Willis spent a few weeks in a hard cast, followed by two more weeks in a protective walking boot, after which he began a rigorous rehabilitation program that included extensive stretching to help break up scar tissue, exercising with resistance bands, elliptical workouts and running on a trampoline and in a pool.

Willis started running last week, and said he can sprint, as long as it’s in a straight line. “Going sideways is pretty good,” he said, “but it’s weak.”

Once he is cleared to resume cutting while running, Willis said he anticipates that his workout regimen will get him ready to join his teammates when the Mustangs report for preseason workouts in early August.
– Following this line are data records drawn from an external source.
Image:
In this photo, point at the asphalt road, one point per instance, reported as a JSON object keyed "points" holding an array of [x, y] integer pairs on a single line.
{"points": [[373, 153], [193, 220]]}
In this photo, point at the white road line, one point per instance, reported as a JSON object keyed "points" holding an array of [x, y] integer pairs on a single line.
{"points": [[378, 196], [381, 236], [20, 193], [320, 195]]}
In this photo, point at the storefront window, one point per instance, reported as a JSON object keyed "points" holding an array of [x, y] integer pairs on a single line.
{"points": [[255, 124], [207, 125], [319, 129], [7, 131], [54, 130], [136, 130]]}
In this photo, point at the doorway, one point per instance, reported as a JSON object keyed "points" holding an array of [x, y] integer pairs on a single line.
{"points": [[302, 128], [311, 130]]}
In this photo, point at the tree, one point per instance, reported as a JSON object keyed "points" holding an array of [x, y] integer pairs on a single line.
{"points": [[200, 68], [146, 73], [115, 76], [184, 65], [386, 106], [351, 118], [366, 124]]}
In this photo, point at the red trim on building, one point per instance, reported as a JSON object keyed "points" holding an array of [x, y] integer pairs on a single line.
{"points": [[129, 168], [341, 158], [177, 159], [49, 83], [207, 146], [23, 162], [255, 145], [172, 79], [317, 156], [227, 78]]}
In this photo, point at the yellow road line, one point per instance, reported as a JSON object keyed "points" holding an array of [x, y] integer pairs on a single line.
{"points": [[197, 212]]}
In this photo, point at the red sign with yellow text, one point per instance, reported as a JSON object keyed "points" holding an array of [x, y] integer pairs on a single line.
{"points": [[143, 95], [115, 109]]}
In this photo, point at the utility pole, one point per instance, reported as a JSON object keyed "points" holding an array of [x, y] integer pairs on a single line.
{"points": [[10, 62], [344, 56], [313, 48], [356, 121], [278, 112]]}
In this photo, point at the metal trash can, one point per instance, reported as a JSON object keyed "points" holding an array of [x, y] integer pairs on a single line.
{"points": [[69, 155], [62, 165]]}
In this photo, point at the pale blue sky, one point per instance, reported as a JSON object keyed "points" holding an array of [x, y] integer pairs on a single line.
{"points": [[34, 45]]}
His pre-injury offseason workout regimen changed Willis’s physique, making him leaner, and he continues to work about five hours a day, either on his rehab or watching film … or more often, both. Now, while his teammates run in the summer heat in the team’s optional offseason workouts, Willis is working out on his own as he tries to get ready for practice in August.

“Toward the end of last season, I got really comfortable (at wide receiver),” Willis said. “Then the workouts I did in the offseason changed my body — it will help me at receiver. At quarterback, it’s not like I took plays off, but you don’t have to sprint on every play. You hand the ball off some, you have quick passes that get the ball out of your hands.

“But at receiver, you don’t get that — you’re running on every play. So I was working our harder than ever. I was getting more toned. I feel like more of an athlete now.”

His injury notwithstanding, Willis said he has no doubts he’ll be ready to play this fall … starting with the season opener.

“I’ll be ready for two-a-days — that’s for sure,” he said. “The guys (on the team) know I’m working hard to get back. I’m working out from 10-3 every day, and then going out and catching balls. The team knows I’m behind ’em, and that I’m going to do everything I can to help.

“I can’t wait to be back out there, and I can’t wait for the season. I don’t have the time or the patience or the desire to wait. I’m ready to get on it — I’m ready to win.”